If I can pull that off, I retain my musicality and all is good. But if I mess up by starting on the wrong foot, or beginning it a beat late, it’s no longer a musical dance. I’d then be losing the main reason anyone might want to dance with me.

And the more complex the figure, the less chance I have of getting it timed to the phrase because I’m having to (a) work out how many beats it will take from start to finish, and (b) count back from there to figure out where in a phrase I need to begin it. And which foot I need to be on at the beginning. Doing that maths while also dealing with navigation, technique and everything else. No wonder I haven’t felt comfortable attempting much in a milonga!

Now, I don’t necessarily need to do it to the beat. I could follow the violins, for example. But, certainly for a beginner, dancing to the beat is clear. It feels good. And, as I’ve discovered, that’s even true if they’re not particularly aware of the music and don’t know why it feels good. One follower told me ‘I don’t know why, but it always feels nice to dance with you.’ I’ve had fellow beginners who’ve been surprised and delighted when I end a song nicely, because they were too busy concentrating on following the lead and executing their own steps to listen to the music.

But if I dance instead to the violins, they may not pick up on that. It may just feel to them like I’ve lost the beat.

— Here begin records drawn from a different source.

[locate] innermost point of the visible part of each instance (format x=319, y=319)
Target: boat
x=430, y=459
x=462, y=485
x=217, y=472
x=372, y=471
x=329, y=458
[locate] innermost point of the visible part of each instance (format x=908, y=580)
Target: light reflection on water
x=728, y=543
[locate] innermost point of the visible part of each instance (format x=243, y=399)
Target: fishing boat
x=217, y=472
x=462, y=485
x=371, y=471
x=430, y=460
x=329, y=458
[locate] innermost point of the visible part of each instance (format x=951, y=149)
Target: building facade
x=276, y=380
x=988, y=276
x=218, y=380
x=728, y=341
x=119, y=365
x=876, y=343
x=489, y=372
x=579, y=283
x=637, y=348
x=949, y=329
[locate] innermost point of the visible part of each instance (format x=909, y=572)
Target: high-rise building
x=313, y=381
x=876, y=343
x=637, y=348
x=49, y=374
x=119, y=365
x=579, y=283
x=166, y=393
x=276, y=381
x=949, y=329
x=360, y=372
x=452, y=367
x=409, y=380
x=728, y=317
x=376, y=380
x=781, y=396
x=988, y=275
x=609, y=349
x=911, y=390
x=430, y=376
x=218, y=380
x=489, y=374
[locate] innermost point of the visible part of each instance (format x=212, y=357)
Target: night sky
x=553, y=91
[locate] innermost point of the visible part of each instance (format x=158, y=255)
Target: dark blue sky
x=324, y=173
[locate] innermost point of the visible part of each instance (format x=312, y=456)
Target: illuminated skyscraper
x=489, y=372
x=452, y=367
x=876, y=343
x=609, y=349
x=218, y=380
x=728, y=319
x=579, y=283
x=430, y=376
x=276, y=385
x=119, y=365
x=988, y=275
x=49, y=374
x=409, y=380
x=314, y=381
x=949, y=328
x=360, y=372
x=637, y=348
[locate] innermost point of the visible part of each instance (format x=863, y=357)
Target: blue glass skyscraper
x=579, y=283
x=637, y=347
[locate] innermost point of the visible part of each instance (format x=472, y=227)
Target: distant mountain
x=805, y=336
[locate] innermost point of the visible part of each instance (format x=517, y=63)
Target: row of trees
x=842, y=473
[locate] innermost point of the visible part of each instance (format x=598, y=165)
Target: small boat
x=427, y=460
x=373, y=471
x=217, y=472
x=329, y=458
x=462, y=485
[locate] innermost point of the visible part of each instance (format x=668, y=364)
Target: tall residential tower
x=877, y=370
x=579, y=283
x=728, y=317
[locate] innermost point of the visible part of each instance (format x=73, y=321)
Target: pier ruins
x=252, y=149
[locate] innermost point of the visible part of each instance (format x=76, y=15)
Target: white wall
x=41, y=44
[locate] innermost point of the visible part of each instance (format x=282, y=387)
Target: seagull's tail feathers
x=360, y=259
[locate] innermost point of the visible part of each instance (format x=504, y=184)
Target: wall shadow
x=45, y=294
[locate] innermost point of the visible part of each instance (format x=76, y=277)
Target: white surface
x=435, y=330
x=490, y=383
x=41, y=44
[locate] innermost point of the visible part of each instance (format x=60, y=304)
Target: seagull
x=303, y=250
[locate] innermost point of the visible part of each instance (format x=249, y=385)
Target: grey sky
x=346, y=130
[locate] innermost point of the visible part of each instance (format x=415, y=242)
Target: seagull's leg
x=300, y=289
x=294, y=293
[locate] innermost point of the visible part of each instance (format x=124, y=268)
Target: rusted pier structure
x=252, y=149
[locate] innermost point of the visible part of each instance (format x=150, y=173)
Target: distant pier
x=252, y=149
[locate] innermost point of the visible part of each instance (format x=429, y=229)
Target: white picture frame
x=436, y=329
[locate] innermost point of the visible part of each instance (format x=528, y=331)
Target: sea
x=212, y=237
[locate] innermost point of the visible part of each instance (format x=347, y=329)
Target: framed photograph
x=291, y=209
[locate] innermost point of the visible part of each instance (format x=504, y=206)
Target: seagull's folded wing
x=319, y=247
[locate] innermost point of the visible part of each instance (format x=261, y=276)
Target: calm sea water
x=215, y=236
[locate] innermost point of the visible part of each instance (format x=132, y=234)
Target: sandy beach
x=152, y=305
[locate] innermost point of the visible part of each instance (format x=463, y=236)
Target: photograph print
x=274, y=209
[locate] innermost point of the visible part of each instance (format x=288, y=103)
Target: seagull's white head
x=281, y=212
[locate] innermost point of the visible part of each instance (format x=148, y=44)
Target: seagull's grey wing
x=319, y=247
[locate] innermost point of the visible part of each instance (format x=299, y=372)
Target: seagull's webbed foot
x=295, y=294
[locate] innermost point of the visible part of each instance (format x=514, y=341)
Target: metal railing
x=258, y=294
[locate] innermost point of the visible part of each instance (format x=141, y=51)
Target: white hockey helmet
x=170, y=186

And even if I’m dancing with someone who’ll recognise what I’m doing, phrases are more predictable than the melody. For a musical dance to the melody, I have to know the song well. I’m slowly getting there with a few Pugliese songs, but I need to know each individual song really well to pull it off. And that’s not happening in a milonga.

So given that the embrace and musicality are my only real tango powers at present, I don’t want to sacrifice one of them on the altar of Doing More Things.

I’m not sure what the solution to this is, but the first step in solving a problem is defining it, right?

A bold plan

After discussing my Six Month Appraisal thoughts with Steph and a few tango friends, I sought their counsel on whether now might be the right time to try my hand at following. Not to actually be able to dance both roles, but to understand how it feels to be led in order to inform my own lead.

The answer was a qualified yes. I also mentioned it to Pablo, who said it would help my lead so long as it didn’t confuse me.

So, the plan is this. I have a two-hour private with Maeve on Saturday, and a 90-minute one with Mariano the following Sunday (Steph won’t be around, so I get the whole 90 minutes to myself). I’m going to spend the lesson with Maeve working on following. If neither of us ends up on crutches, and we both feel we’re getting somewhere, I’ll do the same with the lesson with Mariano. Then I’ll review.

The idea is that if it seems like a few hours of following might be enough to get me to some ‘aha!’ moments, I’ll continue that to reach that point. If it confuses me, or feels like it would take many, many hours to reach that point, I’ll revert to leading in my privates.

This feels like a bold plan, at a time when I’m still at a pretty basic stage with my lead. But it also feels like an experiment worth conducting.